Coronary Artery Calcium (CAC) Test
What is a CAC Test?
A CAC test, also called a heart scan, is a CT scan of your heart done with a multidetector CT (MDCT) that takes detailed images of the arteries that supply blood to the heart muscle. The images show calcium deposits you may have in your coronary arteries. Higher amounts of calcium are associated with more severe disease in the heart arteries.
See an illustration of coronary arteries
Why do people have it done?
A CAC test can measure the amount of calcium in your heart arteries (“calcium score”). Your calcium score gives your health care team an idea of how much plaque is in your heart arteries and may help predict your risk of a future heart attack. Your CAC score can help you determine your risk of cardiovascular disease. It’s particularly helpful if you’re at “intermediate” risk.
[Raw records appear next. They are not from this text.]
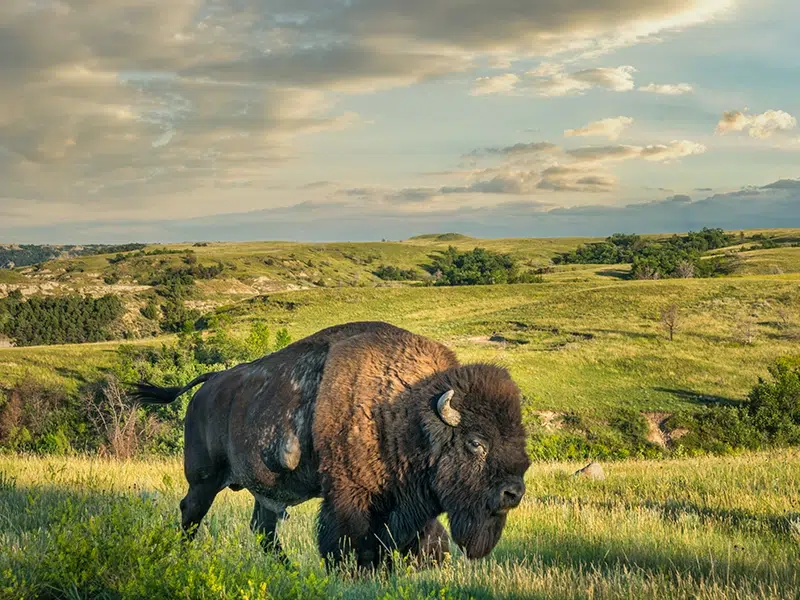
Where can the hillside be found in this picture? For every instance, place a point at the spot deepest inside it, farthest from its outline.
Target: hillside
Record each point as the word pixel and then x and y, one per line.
pixel 585 339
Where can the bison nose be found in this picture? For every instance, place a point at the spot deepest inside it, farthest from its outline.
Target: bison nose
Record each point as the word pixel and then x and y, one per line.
pixel 511 494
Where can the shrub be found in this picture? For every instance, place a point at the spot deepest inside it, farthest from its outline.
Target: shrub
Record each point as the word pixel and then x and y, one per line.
pixel 59 320
pixel 392 273
pixel 476 267
pixel 769 417
pixel 674 257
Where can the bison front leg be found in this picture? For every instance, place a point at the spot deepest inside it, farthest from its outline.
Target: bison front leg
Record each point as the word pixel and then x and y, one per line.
pixel 431 544
pixel 341 533
pixel 264 523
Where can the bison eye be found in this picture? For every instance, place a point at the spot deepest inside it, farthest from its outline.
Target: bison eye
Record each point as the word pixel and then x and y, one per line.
pixel 476 446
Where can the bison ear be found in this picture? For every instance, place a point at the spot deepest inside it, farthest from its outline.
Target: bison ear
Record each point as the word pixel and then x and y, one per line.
pixel 447 413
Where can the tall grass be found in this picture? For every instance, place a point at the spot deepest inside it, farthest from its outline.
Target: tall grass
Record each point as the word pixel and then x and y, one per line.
pixel 712 528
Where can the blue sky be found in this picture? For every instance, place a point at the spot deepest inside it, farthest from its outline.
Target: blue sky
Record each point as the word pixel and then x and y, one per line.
pixel 369 119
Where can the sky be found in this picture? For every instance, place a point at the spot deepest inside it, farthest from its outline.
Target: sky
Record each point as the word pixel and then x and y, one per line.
pixel 332 120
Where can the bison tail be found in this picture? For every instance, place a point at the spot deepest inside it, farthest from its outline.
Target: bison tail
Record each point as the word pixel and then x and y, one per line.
pixel 153 394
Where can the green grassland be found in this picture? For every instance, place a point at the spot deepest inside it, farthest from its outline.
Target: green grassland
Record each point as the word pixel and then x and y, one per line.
pixel 586 339
pixel 711 528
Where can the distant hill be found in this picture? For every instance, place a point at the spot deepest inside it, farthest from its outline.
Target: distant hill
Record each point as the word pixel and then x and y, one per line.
pixel 25 255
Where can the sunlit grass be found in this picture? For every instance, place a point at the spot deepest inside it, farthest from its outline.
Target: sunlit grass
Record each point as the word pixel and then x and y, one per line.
pixel 695 528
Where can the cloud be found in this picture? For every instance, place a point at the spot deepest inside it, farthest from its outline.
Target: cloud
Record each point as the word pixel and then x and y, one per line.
pixel 759 126
pixel 616 79
pixel 783 184
pixel 575 179
pixel 527 169
pixel 611 128
pixel 754 207
pixel 499 84
pixel 667 89
pixel 655 152
pixel 521 149
pixel 131 105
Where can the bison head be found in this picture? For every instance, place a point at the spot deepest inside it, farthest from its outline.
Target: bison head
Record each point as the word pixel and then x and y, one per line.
pixel 478 442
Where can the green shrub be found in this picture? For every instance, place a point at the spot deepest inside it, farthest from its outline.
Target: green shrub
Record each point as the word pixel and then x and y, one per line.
pixel 59 319
pixel 392 273
pixel 476 267
pixel 769 417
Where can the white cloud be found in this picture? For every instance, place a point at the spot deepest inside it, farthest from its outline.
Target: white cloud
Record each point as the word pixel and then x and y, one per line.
pixel 499 84
pixel 129 103
pixel 759 126
pixel 655 152
pixel 667 89
pixel 611 128
pixel 617 79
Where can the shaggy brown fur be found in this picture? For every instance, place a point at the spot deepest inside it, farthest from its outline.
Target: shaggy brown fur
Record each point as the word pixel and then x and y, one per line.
pixel 353 414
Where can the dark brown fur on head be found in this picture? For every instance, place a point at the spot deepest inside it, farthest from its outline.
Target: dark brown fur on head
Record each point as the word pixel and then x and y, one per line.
pixel 480 462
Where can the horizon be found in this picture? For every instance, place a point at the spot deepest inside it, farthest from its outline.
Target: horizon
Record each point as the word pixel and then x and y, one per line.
pixel 359 121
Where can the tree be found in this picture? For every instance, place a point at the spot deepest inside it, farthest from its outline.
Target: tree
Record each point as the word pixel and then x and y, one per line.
pixel 670 319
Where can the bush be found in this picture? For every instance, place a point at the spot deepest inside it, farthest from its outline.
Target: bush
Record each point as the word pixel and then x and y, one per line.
pixel 59 320
pixel 769 417
pixel 392 273
pixel 476 267
pixel 675 257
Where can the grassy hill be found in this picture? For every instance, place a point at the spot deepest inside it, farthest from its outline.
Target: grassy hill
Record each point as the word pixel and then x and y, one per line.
pixel 587 339
pixel 708 529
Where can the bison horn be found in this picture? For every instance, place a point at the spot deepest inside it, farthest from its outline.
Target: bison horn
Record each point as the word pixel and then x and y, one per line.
pixel 448 414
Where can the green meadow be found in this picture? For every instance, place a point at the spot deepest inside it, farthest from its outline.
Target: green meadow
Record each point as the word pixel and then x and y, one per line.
pixel 710 528
pixel 583 344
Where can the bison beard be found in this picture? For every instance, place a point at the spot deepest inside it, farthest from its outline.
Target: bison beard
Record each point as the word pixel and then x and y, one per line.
pixel 477 537
pixel 386 426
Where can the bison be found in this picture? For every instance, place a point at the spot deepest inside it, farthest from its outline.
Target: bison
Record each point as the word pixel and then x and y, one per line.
pixel 386 426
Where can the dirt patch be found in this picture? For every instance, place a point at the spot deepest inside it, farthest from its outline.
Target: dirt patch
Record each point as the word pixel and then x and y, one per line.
pixel 551 421
pixel 520 326
pixel 657 432
pixel 496 340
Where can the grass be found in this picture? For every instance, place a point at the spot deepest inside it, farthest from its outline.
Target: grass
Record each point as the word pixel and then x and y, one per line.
pixel 590 344
pixel 704 529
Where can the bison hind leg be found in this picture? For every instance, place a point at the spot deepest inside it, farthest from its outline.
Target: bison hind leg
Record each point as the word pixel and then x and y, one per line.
pixel 195 505
pixel 264 523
CAC testing is useful for making treatment decisions, such as whether to start low-dose aspirin, statin therapy or other medications. These are some groups where it may be useful:
- People reluctant to begin statin therapy and who want to understand their risk and potential benefit more precisely.
- People concerned about restarting statin therapy after stopping treatment because of side effects.
- Men ages 55 to 80 or women 60 to 80 with few risk factors who question whether they would benefit from statin therapy.
- People ages 40 to 55 with an estimated 10-year risk for developing heart disease between 5% and 7.5%, and risk factors that increase their chances of heart disease.
Calcium scoring isn’t recommended for routine screening of people who don’t have symptoms of heart disease and have a low risk of heart attacks unless they have a strong family history of premature coronary heart disease. If you’ve already had a heart attack, coronary bypass surgery (PDF) or a coronary stent calcium scoring won’t provide additional information.
What are the risks of the CAC scan?
The scan exposes you to the same amount of radiation exposure as a mammogram. Repeated exposure can have negative health effects such as increased cancer risk. Talk with your health care team about safety and risks for any test you’re undergoing.
Tell your health care team if you’re pregnant. If the test is not urgent, it may be able to be delayed until after your pregnancy.
How do I prepare for the scan?
Since no dye is used for this scan, no special preparation is needed.
What happens during the test?
Technicians perform the CAC scan in hospitals or special outpatient clinics.
- Electrodes will be attached to your chest to monitor your ECG (measures the electrical activity of the heartbeat). The ECG also helps the computer connected to the MDCT scanner create clear pictures of your heart.
- When you’re ready, the table slowly moves inside the machine. The scanner arches around you but doesn’t touch you.
- The technician will watch you closely through a window. You can talk to him or her through a two-way intercom.
- The technician will ask you to hold your breath for short periods.
- CT scanning takes about 10-15 minutes.
Are CAC scans covered by insurance?
The test isn't always covered by insurance and can range in cost from $100 to $400.
What happens after the CAC scan?
After the health care team gets the test results, they will make an appointment to discuss the results and next steps with you.